Study: Calif.’s 2045 ban on oil production would upend Kern Co. economy

A study projecting 26 years of eliminating oil production found considerable tax revenue declines, job losses, and deep cuts to workers’ take-home pay.

What would the impact be of Gov. Gavin Newsom’s executive action to halt all oil extraction by 2045?

Considerable and costly, especially for Kern County, a report released days ahead of Newsom’s announcement last week finds.


The key finding? That an 80 percent cut in oil extraction would lead to a seismic fall-off in tax revenues for local counties.

Researchers evaluated two different scenarios: one with an 80 percent decrease in oil extraction and another with the same decrease along with a 2,500-foot setback for extraction sites (a policy championed by environmentalists).

Under the two scenarios, Kern County would see a fall-off in annual tax revenue of between $24.4 and $27 million by 2045.

Fresno County, which as a vastly smaller oil production corridor, would see a county tax revenue hit of $1.37 to 1.42 million annually by 2045, researchers found.

The economic fallout of the move extends far beyond sheer tax revenues and into the job market, too.

UCSB researchers found that Kern County’s oil industry presently supports $1.26 billion in direct compensation and indirect compensation (via industries connected to the oil industry in the region) for workers.
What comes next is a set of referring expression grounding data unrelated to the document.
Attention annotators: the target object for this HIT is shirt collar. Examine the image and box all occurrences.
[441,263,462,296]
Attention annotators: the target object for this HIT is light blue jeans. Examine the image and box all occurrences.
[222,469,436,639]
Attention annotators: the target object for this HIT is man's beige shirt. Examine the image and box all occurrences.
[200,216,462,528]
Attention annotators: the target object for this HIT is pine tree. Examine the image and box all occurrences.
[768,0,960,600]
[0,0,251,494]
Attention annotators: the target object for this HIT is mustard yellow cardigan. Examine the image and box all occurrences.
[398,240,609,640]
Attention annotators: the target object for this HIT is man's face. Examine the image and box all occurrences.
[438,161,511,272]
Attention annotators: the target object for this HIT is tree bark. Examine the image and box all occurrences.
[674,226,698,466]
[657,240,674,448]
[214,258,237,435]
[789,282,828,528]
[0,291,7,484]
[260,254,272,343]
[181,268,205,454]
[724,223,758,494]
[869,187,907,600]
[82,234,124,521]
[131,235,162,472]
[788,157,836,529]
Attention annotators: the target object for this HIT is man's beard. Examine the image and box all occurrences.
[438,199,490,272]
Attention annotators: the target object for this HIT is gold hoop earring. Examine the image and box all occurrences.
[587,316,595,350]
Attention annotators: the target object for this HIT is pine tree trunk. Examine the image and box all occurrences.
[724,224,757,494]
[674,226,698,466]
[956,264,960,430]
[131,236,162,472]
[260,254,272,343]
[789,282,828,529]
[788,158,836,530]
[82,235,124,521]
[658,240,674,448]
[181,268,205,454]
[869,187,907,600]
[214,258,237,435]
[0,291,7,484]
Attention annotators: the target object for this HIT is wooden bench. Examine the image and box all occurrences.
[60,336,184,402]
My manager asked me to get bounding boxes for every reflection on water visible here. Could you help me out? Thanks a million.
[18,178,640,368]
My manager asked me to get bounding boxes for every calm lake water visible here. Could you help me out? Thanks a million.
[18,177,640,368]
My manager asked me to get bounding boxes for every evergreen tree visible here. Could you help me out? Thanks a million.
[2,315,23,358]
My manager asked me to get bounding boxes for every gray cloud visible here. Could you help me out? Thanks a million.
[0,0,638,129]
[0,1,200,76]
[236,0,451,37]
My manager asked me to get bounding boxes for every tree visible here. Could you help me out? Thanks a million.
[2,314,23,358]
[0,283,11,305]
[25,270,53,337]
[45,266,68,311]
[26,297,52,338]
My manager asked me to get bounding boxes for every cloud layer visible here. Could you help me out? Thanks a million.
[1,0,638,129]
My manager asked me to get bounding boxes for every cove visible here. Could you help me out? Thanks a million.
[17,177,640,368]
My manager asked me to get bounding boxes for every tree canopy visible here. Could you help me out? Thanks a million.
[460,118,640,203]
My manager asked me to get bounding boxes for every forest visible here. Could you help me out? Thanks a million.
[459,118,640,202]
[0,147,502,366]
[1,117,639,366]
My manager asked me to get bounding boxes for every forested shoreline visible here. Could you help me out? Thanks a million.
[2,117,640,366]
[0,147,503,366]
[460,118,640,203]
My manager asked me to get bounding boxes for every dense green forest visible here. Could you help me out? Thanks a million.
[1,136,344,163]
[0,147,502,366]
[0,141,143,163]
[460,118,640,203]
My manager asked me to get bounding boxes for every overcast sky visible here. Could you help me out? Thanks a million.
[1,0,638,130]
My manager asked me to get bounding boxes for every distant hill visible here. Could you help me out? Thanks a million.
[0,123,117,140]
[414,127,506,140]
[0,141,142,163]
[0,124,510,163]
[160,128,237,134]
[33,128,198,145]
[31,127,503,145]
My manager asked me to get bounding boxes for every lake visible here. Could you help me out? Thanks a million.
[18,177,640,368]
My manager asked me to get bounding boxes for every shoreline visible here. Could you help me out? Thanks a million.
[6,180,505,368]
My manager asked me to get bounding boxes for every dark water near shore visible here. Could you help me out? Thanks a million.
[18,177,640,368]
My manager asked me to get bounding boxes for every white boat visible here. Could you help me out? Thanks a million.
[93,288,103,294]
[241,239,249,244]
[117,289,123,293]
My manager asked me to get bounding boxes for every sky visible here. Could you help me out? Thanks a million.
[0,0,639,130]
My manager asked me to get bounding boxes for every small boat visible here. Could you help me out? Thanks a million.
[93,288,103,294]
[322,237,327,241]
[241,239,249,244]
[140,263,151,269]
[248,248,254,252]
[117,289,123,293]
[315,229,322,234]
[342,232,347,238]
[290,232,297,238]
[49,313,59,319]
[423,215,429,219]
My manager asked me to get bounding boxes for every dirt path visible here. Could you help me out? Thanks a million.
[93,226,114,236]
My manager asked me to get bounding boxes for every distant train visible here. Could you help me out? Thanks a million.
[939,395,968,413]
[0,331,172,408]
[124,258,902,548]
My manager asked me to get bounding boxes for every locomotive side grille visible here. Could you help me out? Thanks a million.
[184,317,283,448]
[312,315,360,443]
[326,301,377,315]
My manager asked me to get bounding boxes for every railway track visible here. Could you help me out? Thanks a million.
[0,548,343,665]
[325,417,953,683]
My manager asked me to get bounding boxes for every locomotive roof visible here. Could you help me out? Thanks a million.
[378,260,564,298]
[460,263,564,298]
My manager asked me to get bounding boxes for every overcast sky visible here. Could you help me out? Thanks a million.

Fresno’s production, on the other hand, currently generates a total of $234 million in direct and indirect compensation for workers.

Implementing so-called “decarbonization” efforts to cut oil extraction by 80 percent would eliminate $3.4 to 3.8 billion in direct and indirect compensation to workers in Kern County between 2019 and 2045.

For Fresno, the impacts would eliminate between $548 and $659 million in direct and indirect compensation during the same 26-year period.